Predicting Species Abundance from Environmental Suitability
Published:
Problem
Conservation and land-use planning require maps of abundance, not just where a species can occur. Traditional surveys are expensive and spatially limited; presence-only data are abundant but lack counts.
Goal: Build a reproducible, data-driven workflow that predicts continuous abundance from environmental suitability, using ensemble machine learning to combine multiple niche modelling algorithms and link them to observed counts.
Approach
1) Data acquisition & wrangling
- Integrated large-scale presence-only data, count surveys, and high-resolution climate/topography layers.
- Cleaned, standardised, and processed data for 23 focal species across tropical systems.
- Automated feature extraction and alignment across spatial grids.
2) Suitability modelling (multi-algorithm ensemble)
- Trained individual models using:
- Surface Range Envelope (SRE)
- Classification Tree Analysis (CTA)
- Random Forest (RF)
- Multivariate Adaptive Regression Spline (MARS)
- Flexible Discriminant Analysis (FDA)
- MaxEnt
- Generalised Additive Models (GAM)
- Generalised Boosted Regression Models (GBM)
- Artificial Neural Networks (ANN)
- Combined predictions into an ensemble suitability surface for each species.
3) Linking suitability to abundance
- Modelled observed abundance as a flexible function of suitability (tested multiple link functions).
- Accounted for sampling effort and detectability.
- Validated with spatial cross-validation to avoid overfitting.
4) Delivery
- Produced spatially explicit abundance maps with uncertainty bands.
- Exported gridded rasters and tabular summaries for stakeholders.
Stack
- Advanced statistical modelling: generalised linear models (GLM), generalised additive models (GAM), boosted regression, multivariate adaptive regression splines.
- Machine learning: tree-based ensembles, discriminant analysis, MaxEnt, artificial neural networks.
- Data workflows: large-scale data wrangling, geospatial processing, exploratory analysis, visualisation, and fully reproducible pipelines.
- Implementation: all modelling, analysis, and visualisation conducted in R with version control.
Results
- Strong suitability–abundance relationships across species.

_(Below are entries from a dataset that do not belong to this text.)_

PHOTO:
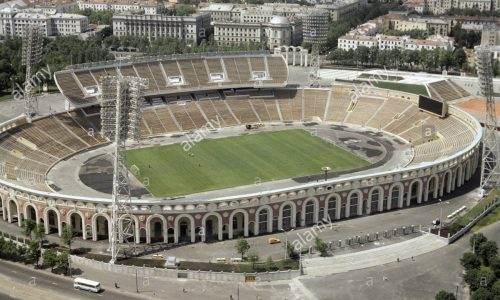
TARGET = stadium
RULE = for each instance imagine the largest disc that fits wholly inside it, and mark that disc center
(229, 148)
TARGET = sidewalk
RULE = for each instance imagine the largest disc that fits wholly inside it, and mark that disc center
(373, 257)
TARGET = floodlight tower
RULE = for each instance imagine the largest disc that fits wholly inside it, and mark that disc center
(314, 79)
(490, 171)
(121, 101)
(31, 55)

- Ensemble models outperformed single algorithms in predictive accuracy and calibration.
- Abundance maps successfully prioritised high-density areas.
- Robustness confirmed via sensitivity analysis across link functions and validation folds.
Impact
- Provided conservation managers with high-resolution, actionable maps to target monitoring and intervention.

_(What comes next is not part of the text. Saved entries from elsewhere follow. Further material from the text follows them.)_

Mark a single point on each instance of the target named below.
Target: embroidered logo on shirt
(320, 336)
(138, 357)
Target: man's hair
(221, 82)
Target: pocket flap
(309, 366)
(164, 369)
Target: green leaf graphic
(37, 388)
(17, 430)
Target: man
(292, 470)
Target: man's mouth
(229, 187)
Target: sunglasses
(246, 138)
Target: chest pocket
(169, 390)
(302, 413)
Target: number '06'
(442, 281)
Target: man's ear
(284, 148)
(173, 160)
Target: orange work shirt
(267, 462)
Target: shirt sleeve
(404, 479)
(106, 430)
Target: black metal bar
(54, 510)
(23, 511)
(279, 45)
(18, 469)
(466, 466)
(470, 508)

- Demonstrated that ensemble ML applied to presence-only data can yield reliable abundance estimates — a transferable approach for other taxa and regions.
Links & Resources
- 📄 Paper: Ecography 44:1723–1730
- 💾 Data repository: Dryad dataset
- 💻 Code repository: GitHub – density_suitability_tropics
Role
- Led study design and workflow development.
- Implemented ML modelling and spatial validation.
- Created reproducible scripts, figures, and outputs.
- Wrote manuscript and coordinated co-author contributions.